Parameters and configs. Everything in an A/B test is reduced to a parameter value, usually a string value. If your business logic has already the tested parameter as a variable or config value its very easy to implement the test.

No magic values If the parameter you are testing is hard coded in multiple places let this be your learning, do not use magic values (magic numbers are the most common mistake).

...

To read the full story you can continue on my website: A/B tests developers manual.

Remember to share and subscribe if you learned something new, Thanks!

Top comments (12)

Scott Tadman • Jan 4 '19

Don't forget basic statistics here. If you're developing an A/B test for a case that will be used millions of times per day then a hundred tests is not going to be conclusive. You need to test a statistically significant number of times relative to your actual use case.

Adrian B.G. • Jan 4 '19

Yes ofc. Beside the statistically relevance there are other factors like user aquisition, cohorts have to be very similar and there is also an error margin of at least 5% which should be taken into consideration when comparing the stats.

That is part of the business part of doing tests, I tried to cover only the technical details.

The web is full of articles on how to do proper testing, but it was lacking on the implementation details, so I wrote this story.

Ben Halpern • Jan 4 '19

Yep. This is a conversation I've definitely had numerous times.

Timkor • Jan 5 '19 • Edited

We use load balancing to distribute users over different GIT branches. That works actually quite nice. And works for both clean and spaghetti code!

The nicest advantage here is that you can change anything in a variant including backend parts. If, of course, your project contains both the front and backend part.

Not possible with cross variant testing though.

Adrian B.G. • Jan 5 '19

We use load balancing to distribute users over different GIT branches. That works actually quite nice.

I don't see how how you can achieve a good user experience and a relevant result based on that, I mean you cannot guarantee that the user will end up in that variant for their entire lifetime (across sessions) with just a LB.

Also you can induce technical bias, for example a backend or set of servers can have different latency, which will screw your business logic results. The owners will think that the feature A is better, but the users actually responded better because of the lower latency.

So I would not recommend this approach for a complex project. For small stuff or landing pages where the users have only 1 visit sure, nothing can go wrong.
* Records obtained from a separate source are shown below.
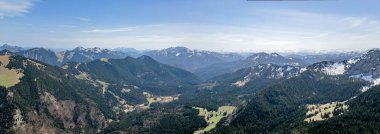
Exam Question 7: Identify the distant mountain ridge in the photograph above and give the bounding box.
[0,44,25,52]
[17,47,62,65]
[287,52,361,64]
[195,52,307,80]
[143,46,243,72]
[61,47,128,63]
[112,47,144,57]
[15,47,129,66]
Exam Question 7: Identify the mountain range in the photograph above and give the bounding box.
[1,44,380,133]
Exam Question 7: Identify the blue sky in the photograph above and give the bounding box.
[0,0,379,52]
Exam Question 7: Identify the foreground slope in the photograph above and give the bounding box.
[0,51,203,134]
[0,50,119,133]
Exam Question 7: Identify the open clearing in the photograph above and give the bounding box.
[304,101,348,122]
[0,55,24,88]
[193,106,236,134]
[140,92,179,109]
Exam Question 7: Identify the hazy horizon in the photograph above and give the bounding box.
[2,43,374,55]
[1,0,379,52]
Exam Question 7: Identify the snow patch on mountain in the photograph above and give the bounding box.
[350,74,380,92]
[233,72,252,87]
[74,47,107,53]
[233,79,249,87]
[300,68,307,73]
[347,58,360,64]
[350,74,373,81]
[321,63,346,75]
[360,86,370,92]
[232,64,304,87]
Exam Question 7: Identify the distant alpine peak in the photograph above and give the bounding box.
[270,53,280,57]
[1,44,19,48]
[0,44,25,52]
[166,46,204,53]
[167,46,190,51]
[243,52,306,67]
[2,44,10,47]
[155,46,214,57]
[144,46,242,72]
[73,46,109,53]
[253,52,270,56]
[362,48,380,59]
[247,52,283,59]
[367,48,380,53]
[73,46,86,51]
[29,47,50,51]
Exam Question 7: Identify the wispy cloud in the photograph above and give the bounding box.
[340,17,369,28]
[83,26,137,33]
[0,0,36,18]
[75,17,91,21]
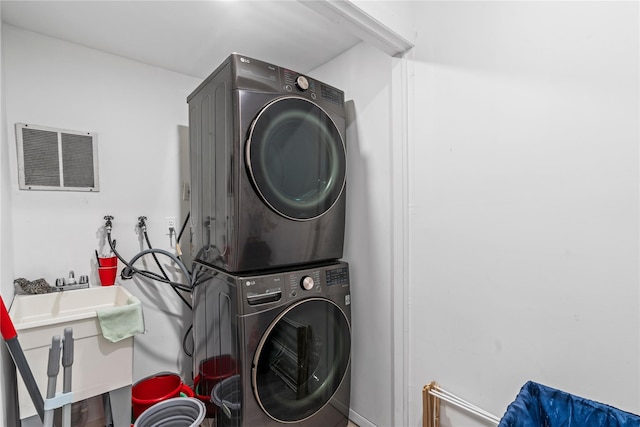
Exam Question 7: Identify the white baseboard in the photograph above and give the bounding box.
[350,408,377,427]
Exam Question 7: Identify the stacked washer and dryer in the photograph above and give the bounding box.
[188,54,351,427]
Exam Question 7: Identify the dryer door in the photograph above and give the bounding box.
[252,298,351,423]
[246,97,346,221]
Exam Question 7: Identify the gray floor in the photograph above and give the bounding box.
[201,420,359,426]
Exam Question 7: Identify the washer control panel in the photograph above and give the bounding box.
[286,269,321,298]
[239,262,350,313]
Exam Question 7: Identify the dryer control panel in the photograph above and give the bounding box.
[229,53,344,108]
[282,68,344,107]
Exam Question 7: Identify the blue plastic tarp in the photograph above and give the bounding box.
[498,381,640,427]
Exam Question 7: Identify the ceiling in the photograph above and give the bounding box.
[0,1,363,79]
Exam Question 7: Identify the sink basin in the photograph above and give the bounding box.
[9,285,134,329]
[8,285,136,420]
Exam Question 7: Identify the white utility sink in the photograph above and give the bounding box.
[9,285,136,420]
[9,285,134,328]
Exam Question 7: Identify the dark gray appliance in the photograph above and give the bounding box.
[188,54,347,273]
[192,260,351,427]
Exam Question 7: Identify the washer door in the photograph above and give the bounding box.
[252,298,351,423]
[246,97,346,221]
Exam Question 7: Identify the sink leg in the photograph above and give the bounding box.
[103,386,131,427]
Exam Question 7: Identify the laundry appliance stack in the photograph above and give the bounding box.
[188,54,351,427]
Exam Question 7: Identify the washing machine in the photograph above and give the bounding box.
[192,260,351,427]
[187,53,347,273]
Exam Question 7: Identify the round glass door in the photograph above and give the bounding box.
[246,97,346,220]
[252,298,351,422]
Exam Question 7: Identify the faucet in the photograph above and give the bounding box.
[103,215,114,234]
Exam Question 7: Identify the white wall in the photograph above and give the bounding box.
[4,3,638,427]
[312,42,400,427]
[352,0,416,44]
[2,25,201,421]
[0,6,15,427]
[408,2,639,426]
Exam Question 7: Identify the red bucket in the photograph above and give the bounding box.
[193,355,237,418]
[131,373,194,419]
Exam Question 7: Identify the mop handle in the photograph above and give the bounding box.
[0,296,46,421]
[46,336,61,393]
[62,328,74,384]
[0,297,17,340]
[43,335,61,427]
[62,328,74,427]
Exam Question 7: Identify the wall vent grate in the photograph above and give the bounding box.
[15,123,99,192]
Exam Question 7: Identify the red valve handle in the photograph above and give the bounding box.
[1,296,17,340]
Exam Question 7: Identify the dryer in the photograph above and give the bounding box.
[192,260,351,427]
[188,54,347,273]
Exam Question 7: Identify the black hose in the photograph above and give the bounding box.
[142,230,191,310]
[108,234,165,282]
[144,230,170,281]
[105,221,193,358]
[177,212,190,244]
[107,233,192,293]
[125,248,191,285]
[182,324,193,358]
[174,213,192,275]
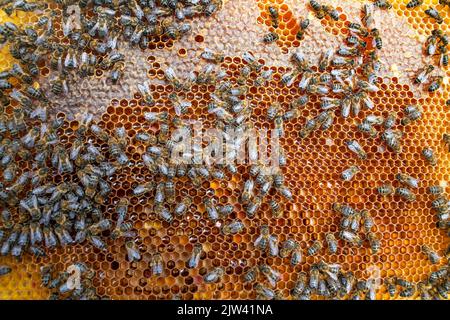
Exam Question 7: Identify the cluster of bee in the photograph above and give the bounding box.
[425,30,448,69]
[384,263,450,300]
[40,262,107,300]
[428,185,450,235]
[254,226,301,264]
[262,6,279,43]
[276,4,387,143]
[0,106,135,259]
[376,173,419,202]
[292,262,383,300]
[309,0,340,21]
[332,203,379,253]
[407,0,448,93]
[406,0,445,24]
[0,0,223,98]
[0,0,224,299]
[263,0,341,44]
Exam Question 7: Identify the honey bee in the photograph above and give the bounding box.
[346,35,367,48]
[174,197,191,216]
[244,267,258,282]
[426,32,438,56]
[153,182,165,205]
[307,240,322,256]
[374,0,392,9]
[425,7,443,24]
[263,32,279,43]
[325,233,338,254]
[310,0,326,19]
[133,182,155,196]
[429,267,447,283]
[200,48,224,63]
[402,104,423,125]
[367,232,380,254]
[157,203,174,223]
[422,147,437,166]
[339,98,351,118]
[356,121,377,138]
[3,162,16,182]
[143,111,168,124]
[323,5,340,21]
[30,222,43,246]
[422,244,440,264]
[276,184,293,201]
[137,81,155,106]
[296,18,309,40]
[244,195,261,218]
[254,69,273,87]
[332,203,356,216]
[290,248,302,266]
[111,222,136,240]
[431,196,448,209]
[291,272,307,297]
[125,241,141,262]
[339,272,355,297]
[345,140,367,160]
[240,179,254,204]
[396,173,419,189]
[268,6,279,28]
[316,110,334,131]
[428,185,444,195]
[259,264,281,287]
[428,76,443,93]
[309,267,320,289]
[255,283,276,300]
[164,67,184,91]
[395,187,416,202]
[187,243,203,269]
[417,281,432,300]
[384,112,396,129]
[204,267,224,283]
[203,198,219,222]
[266,102,281,121]
[414,65,434,84]
[339,230,363,246]
[360,210,374,232]
[279,238,298,258]
[399,285,416,298]
[348,22,369,37]
[381,129,403,153]
[150,253,164,276]
[281,69,300,87]
[443,133,450,151]
[242,51,264,72]
[267,200,282,218]
[406,0,423,8]
[370,28,382,50]
[439,45,448,67]
[222,219,244,235]
[341,165,360,181]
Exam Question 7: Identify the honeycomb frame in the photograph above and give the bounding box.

Timkor • Jan 5 '19 • Edited

We use cookies to set the variant within the load balancer. The instances run within the same server so the only latency difference should be a result of changes to the code. Which is exactly what you want to test.

Also, how are cookies different than your approach?

Adrian B.G. • Jan 5 '19

I said users lifetime (across sessions). Cookies are session based/volatile, if the user uses other browser or cleans its cookies they will see different version, which result in the previous issues I mentioned.

I did not presented my approach because I don't know all the details, but all the tests we did in gaming were using a database for persistence, we had the luxury of having all our visitors authenticated users so we know who is in what test.

Depending on what is tested persistence is required or not. Usually our features require a few weeks of measuring its impact on the user behavior, without authentication this cannot be done properly.

Timkor • Jan 5 '19

Nevertheless, this would also be possible using load balancing, although it might require some customization.

Anyway, I use it for webshops, targeting new users. Most e-commerce websites do not have the luxery to use authentication before any actual conversion. Then this approach will work perfectly.

Good article though.

Adrian B.G. • Jan 5 '19

When testing an action like Conversion sounds great, you do not even care about user as a lifetime, but rather to which version reacted better/got converted.

Beside Round Robin, the LB/Proxy can also be used to make the cohorts, for example based on country, or limit an entire Test based on a property (example country, region, language, device, mobile vs web).